The risk of depression was highest among patients who had psychological symptoms before, or during, their ICU stay.

HealthDay News — A significant number of former intensive care unit (ICU) patients experience depression, according to a review published in the September issue of Critical Care Medicine.

Dale Needham, MD, professor of medicine at the Johns Hopkins University School of Medicine in Baltimore, and colleagues reviewed 42 studies that included 4 113 former ICU patients in the United States and United Kingdom.

Two to three months after being discharged from the ICU, 29% of patients had at least mild depression.
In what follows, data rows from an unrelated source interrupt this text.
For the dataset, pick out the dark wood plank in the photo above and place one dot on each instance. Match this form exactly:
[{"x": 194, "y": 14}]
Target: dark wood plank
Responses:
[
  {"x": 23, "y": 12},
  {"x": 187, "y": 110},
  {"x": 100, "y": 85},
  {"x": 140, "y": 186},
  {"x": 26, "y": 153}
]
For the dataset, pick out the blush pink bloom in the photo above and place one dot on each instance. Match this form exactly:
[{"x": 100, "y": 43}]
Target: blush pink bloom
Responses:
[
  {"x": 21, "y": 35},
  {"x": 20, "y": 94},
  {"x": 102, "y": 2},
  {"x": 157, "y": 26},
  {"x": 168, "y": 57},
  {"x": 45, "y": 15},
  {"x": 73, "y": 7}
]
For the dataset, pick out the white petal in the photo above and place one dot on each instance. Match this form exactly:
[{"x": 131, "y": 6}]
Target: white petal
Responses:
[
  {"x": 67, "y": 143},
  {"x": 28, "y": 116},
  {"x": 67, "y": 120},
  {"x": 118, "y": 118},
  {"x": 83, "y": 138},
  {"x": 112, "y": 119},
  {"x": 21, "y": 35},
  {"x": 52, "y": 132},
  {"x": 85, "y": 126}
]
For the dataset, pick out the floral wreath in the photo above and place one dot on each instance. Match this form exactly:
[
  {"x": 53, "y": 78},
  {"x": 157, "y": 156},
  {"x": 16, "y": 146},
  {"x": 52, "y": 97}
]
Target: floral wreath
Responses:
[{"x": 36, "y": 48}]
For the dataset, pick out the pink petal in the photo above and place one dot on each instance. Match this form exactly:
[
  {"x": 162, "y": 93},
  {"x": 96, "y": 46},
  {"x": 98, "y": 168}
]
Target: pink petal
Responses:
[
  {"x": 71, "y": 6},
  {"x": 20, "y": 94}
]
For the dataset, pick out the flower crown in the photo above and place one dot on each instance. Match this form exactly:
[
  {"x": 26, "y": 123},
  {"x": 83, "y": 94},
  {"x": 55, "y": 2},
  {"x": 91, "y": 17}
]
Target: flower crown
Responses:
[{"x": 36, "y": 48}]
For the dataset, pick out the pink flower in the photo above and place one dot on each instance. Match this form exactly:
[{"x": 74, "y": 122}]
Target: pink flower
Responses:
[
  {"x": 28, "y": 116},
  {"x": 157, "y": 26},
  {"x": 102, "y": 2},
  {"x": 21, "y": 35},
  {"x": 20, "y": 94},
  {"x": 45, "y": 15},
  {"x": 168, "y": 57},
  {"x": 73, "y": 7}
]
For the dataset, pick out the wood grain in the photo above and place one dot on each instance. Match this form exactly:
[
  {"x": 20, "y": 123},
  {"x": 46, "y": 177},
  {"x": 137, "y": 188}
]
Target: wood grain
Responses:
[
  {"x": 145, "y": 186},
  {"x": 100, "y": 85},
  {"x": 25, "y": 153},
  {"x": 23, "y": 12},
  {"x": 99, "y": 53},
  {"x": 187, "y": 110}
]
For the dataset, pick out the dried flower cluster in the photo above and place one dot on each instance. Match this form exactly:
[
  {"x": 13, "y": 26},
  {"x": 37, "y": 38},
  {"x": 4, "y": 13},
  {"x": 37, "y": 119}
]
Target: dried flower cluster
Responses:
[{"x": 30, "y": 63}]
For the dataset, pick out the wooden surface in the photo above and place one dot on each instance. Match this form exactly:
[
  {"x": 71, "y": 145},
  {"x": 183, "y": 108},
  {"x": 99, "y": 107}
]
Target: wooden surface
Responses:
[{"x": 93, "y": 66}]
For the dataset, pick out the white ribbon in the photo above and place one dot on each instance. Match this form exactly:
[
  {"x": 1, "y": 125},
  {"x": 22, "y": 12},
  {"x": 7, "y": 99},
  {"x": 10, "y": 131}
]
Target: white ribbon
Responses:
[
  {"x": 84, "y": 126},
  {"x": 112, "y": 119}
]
Six months after discharge, rate of mild depression was 34%. One year after discharge, 29% of former ICU patients were mildly depressed. Moderate to severe depression was present in 17% of patients 2 to 3 months after discharge, and persisted 6 months after discharge. 

By 12 to 14 months, the rate of moderate to severe depression dropped slightly, to 13%. The risk of depression was highest among patients who had psychological symptoms before their ICU stay and among those who had psychological distress symptoms while in the ICU or hospital. These symptoms include anger, nervousness, and acute stress symptoms such as emotional detachment or flashbacks.

"If patients are talking about the ICU being stressful, or they're having unusual memories or feeling down in the dumps, we should take that seriously," Needham said in a university news release. "Health care providers, family members, and caregivers should pay attention to those symptoms and make sure they're not glossed over."

Reference

Rabiee A, Nikayin S, Hashem MD, et al. Depressive symptoms after critical illness: a systematic review and meta-analysis. Crit Care Med. 2016;44(9):1744-53.